Armed with these conventions, we can write the function that computes element (i, j):
>>> from valjean.cosette.task import TaskStatus
>>> def compute(name, i, j, *, env):
... if i == 0 or j == 0:
... env_up = {name: {'result': 1}}
... return env_up, TaskStatus.DONE
... left = str((i-1, j))
... above = str((i, j-1))
... left_result = env[left]['result']
... above_result = env[above]['result']
... result = left_result + above_result
... env_up = {name: {'result': result}}
... return env_up, TaskStatus.DONE
Note that we have to return an environment update and a status.

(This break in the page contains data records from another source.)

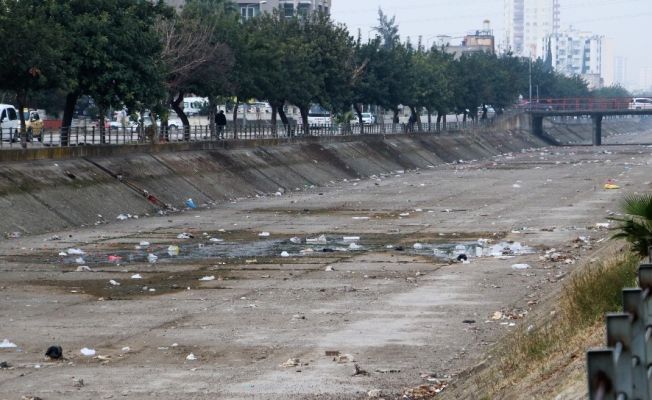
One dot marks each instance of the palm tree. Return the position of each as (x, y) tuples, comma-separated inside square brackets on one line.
[(636, 224)]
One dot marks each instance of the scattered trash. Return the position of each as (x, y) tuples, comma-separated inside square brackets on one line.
[(6, 344), (354, 246), (319, 240), (87, 352), (173, 251), (359, 371), (292, 362), (611, 185)]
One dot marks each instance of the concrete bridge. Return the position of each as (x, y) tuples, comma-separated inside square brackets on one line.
[(595, 108)]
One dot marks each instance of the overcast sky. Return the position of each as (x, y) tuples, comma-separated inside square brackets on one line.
[(628, 23)]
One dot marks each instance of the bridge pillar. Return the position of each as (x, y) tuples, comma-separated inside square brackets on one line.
[(597, 129), (537, 125)]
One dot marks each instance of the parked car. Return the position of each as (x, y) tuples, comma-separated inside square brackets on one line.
[(641, 103), (367, 119), (9, 122)]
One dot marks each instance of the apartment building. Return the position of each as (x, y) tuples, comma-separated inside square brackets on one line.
[(527, 25)]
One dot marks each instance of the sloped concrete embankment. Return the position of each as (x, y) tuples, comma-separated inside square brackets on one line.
[(47, 195)]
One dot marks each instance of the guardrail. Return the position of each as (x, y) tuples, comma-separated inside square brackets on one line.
[(580, 104), (623, 370), (80, 136)]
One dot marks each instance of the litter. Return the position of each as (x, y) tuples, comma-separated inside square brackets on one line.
[(319, 240), (354, 246), (173, 251), (292, 362), (54, 352), (6, 344), (87, 352)]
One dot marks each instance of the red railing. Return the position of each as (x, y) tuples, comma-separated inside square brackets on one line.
[(580, 104)]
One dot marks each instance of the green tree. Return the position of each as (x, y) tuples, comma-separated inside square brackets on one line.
[(115, 56), (34, 46), (636, 225)]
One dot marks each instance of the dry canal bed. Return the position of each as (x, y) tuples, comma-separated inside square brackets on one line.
[(251, 316)]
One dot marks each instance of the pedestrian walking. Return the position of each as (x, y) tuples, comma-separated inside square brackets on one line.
[(220, 120)]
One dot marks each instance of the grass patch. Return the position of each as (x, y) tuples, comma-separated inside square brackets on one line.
[(585, 298)]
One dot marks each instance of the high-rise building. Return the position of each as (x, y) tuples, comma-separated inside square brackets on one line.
[(580, 53), (527, 25)]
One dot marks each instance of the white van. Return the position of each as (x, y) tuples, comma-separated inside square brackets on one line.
[(9, 122)]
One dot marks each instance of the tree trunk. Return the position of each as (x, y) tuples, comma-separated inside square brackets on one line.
[(176, 105), (212, 107), (101, 126), (68, 111), (274, 111), (235, 118), (358, 111), (304, 119)]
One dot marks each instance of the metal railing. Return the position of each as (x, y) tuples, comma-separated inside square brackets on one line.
[(85, 136), (623, 370)]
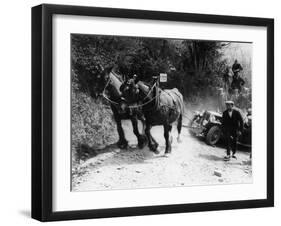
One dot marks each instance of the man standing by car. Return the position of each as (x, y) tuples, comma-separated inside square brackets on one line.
[(232, 125)]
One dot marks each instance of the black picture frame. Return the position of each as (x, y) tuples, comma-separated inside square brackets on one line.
[(42, 111)]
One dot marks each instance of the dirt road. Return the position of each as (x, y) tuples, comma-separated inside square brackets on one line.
[(192, 162)]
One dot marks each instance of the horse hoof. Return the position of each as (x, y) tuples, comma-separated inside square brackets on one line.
[(156, 152), (142, 142), (167, 154), (122, 145)]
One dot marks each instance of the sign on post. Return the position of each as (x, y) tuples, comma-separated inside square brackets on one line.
[(163, 77)]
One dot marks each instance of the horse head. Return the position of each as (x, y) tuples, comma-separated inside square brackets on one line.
[(134, 90), (102, 77)]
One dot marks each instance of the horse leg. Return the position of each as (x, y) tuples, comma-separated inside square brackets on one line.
[(151, 142), (122, 142), (141, 138), (167, 130), (179, 126)]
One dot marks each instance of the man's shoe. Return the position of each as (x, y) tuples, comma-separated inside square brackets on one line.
[(226, 158)]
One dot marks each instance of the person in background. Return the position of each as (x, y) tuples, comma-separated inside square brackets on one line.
[(236, 68), (232, 125)]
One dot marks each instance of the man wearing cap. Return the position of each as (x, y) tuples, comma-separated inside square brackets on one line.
[(232, 125)]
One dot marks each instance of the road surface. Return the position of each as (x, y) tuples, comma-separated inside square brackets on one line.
[(191, 163)]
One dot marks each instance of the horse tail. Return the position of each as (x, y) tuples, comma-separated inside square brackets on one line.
[(179, 126)]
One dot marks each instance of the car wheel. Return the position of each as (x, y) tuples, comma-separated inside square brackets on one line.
[(213, 135)]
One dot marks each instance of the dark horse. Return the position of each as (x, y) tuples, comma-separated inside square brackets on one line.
[(160, 107), (108, 83)]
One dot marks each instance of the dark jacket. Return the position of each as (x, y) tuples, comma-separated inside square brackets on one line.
[(232, 124), (236, 67)]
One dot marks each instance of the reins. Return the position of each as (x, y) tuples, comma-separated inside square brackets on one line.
[(133, 106)]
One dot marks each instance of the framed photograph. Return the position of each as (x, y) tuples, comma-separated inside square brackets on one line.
[(146, 112)]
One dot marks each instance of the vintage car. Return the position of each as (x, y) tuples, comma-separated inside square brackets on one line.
[(207, 124)]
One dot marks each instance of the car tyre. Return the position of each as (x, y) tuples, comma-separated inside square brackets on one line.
[(213, 135)]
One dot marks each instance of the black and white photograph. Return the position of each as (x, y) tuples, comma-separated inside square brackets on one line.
[(159, 112)]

Now we construct the tasks and assemble them into a dependency dictionary:
>>> deps = {}
>>> name_to_task = {}
>>> n = 8
>>> for k in range(n):
... # k is the index of the row in the triange
... # i and j index the matrix element, so k = i + j
... for i in range(k+1):
... j = k - i
... task_name = str((i, j))
... task = PythonTask(task_name, compute, args=(task_name, i, j),
... env_kwarg='env')
... name_to_task[task_name] = task
... deps[task] = set()
... if i > 0:
... index_left = str((i-1, j))
... deps[task].add(name_to_task[index_left])
... if j > 0:
... index_above = str((i, j-1))
... deps[task].add(name_to_task[index_above])

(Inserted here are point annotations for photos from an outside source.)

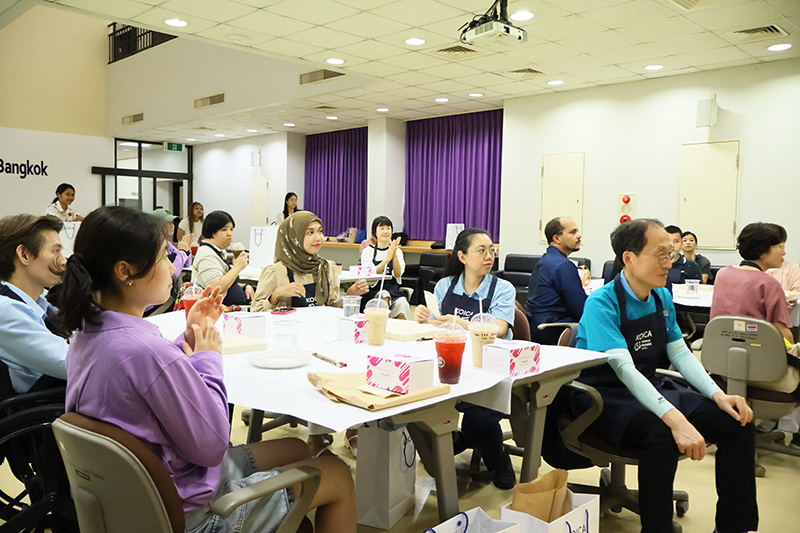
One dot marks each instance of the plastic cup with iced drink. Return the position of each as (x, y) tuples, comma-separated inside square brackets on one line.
[(450, 340), (377, 313), (191, 294), (482, 330)]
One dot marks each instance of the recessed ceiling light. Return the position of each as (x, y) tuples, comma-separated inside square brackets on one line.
[(176, 23), (521, 16), (779, 47)]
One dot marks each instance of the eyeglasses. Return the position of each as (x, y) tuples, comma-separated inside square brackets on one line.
[(482, 250)]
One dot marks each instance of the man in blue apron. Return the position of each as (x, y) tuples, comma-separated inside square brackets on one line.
[(633, 321)]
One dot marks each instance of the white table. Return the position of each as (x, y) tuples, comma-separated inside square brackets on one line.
[(430, 422)]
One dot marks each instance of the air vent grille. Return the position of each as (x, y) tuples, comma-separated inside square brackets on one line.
[(758, 34), (318, 75), (132, 119), (215, 99), (456, 52), (524, 73)]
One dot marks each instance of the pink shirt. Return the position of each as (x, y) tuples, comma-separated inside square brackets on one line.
[(745, 292)]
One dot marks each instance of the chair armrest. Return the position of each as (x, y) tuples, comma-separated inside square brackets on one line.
[(307, 476), (574, 430)]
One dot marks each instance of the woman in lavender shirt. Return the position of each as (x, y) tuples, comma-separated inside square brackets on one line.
[(171, 395)]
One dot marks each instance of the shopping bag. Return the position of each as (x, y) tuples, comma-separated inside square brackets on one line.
[(386, 474), (68, 233), (474, 521)]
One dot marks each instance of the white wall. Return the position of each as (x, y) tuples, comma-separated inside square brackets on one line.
[(632, 134), (69, 158), (223, 174)]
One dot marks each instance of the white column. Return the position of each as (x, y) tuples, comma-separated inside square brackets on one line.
[(386, 170)]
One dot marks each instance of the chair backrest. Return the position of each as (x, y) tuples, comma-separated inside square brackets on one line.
[(742, 350), (521, 329), (118, 484)]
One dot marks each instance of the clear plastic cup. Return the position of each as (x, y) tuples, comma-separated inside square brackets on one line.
[(191, 294), (377, 313), (450, 340), (483, 330), (351, 305)]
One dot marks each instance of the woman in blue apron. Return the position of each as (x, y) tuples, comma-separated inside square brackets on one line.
[(633, 321), (466, 279), (386, 256), (210, 268)]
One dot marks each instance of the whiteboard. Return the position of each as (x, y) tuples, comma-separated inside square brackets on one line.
[(709, 193), (562, 188)]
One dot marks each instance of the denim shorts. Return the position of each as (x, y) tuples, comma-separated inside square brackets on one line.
[(262, 515)]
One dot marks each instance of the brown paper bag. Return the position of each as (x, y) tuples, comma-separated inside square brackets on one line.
[(545, 497)]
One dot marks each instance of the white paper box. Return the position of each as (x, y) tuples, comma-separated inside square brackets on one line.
[(399, 373), (249, 325), (353, 329), (584, 517), (511, 358)]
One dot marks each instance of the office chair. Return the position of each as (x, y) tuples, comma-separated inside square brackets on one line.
[(120, 486), (579, 439), (739, 351)]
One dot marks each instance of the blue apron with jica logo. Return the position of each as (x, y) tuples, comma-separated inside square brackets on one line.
[(647, 340)]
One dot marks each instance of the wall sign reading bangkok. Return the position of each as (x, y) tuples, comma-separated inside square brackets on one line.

We can then import DepGraph
and Scheduler
and execute the
dependency graph:
>>> from valjean.cosette.depgraph import DepGraph
>>> graph = DepGraph.from_dependency_dictionary(deps)
>>> from valjean.cosette.scheduler import Scheduler
>>> scheduler = Scheduler(hard_graph=graph)
>>> final_env = scheduler.schedule()
And now we can extract the results from the final environment:
>>> pythontask_pascal = np.zeros_like(direct_pascal)
>>> for k in range(n):
... for i in range(k+1):
... j = k - i
... task_name = str((i, j))
... pythontask_pascal[i, j] = final_env[task_name]['result']
>>> print(pythontask_pascal)
[[ 1 1 1 1 1 1 1 1]
[ 1 2 3 4 5 6 7 0]
[ 1 3 6 10 15 21 0 0]
[ 1 4 10 20 35 0 0 0]
[ 1 5 15 35 0 0 0 0]
[ 1 6 21 0 0 0 0 0]
[ 1 7 0 0 0 0 0 0]
[ 1 0 0 0 0 0 0 0]]
>>> np.all(pythontask_pascal == direct_pascal)
True
Passing arguments via the configuration
The function wrapped in a PythonTask
can also inspect the global
valjean configuration object. This may be useful to retrieve global settings
for paths, for instance. Like the environment, you can specify that the
configuration should be passed to the wrapped function as a keyword argument.
The keyword is specified by the config_kwarg parameter to the
PythonTask
constructor. For example:
>>> from valjean.config import Config
>>> def print_output_dir(*, config):
... print(config.query('path', 'output-root'))
>>> task = PythonTask('output-dir', print_output_dir,
... config_kwarg='config')
>>> config = Config()
>>> task.do(env={}, config=config)
/.../output
Module API
- exception valjean.cosette.pythontask.TaskException(reason='unknown')[source]
An exception that can be raised by any functions wrapped in
PythonTask
. It causes the task to fail. A reason can be specified in the constructor.- __init__(reason='unknown')[source]
Construct a
TaskException
.- Parameters:
reason (str) – why this exception was raised.
- class valjean.cosette.pythontask.PythonTask(name, func, *, args=None, kwargs=None, env_kwarg=None, config_kwarg=None, deps=None, soft_deps=None)[source]
Task that executes specified Python code.
- __init__(name, func, *, args=None, kwargs=None, env_kwarg=None, config_kwarg=None, deps=None, soft_deps=None)[source]
Initialize the task with a function, a tuple of arguments and a dictionary of kwargs.
- Parameters:
name (str) – The name of the task.
func – A function to be executed.
args (tuple) – A tuple of positional arguments to func, or None if none are required.
kwargs (dict) – A dictionary of keyword arguments to func, or None if none are required.
env_kwarg (str) – The name of the keyword argument that will be used to pass the environment to the function, or None if the environment should not be passed.
config_kwarg (str) – The name of the keyword argument that will be used to pass the config to the function, or None if the config should not be passed.
deps (None or collection of
Task
objects.) – If this task depends on other tasks (and valjean cannot automatically discover this), pass them (as a list) to the deps parameter.soft_deps (None or collection of
Task
objects.) – If this task has a soft dependency on other tasks (and valjean cannot automatically discover this), pass them (as a list) to the soft_deps parameter.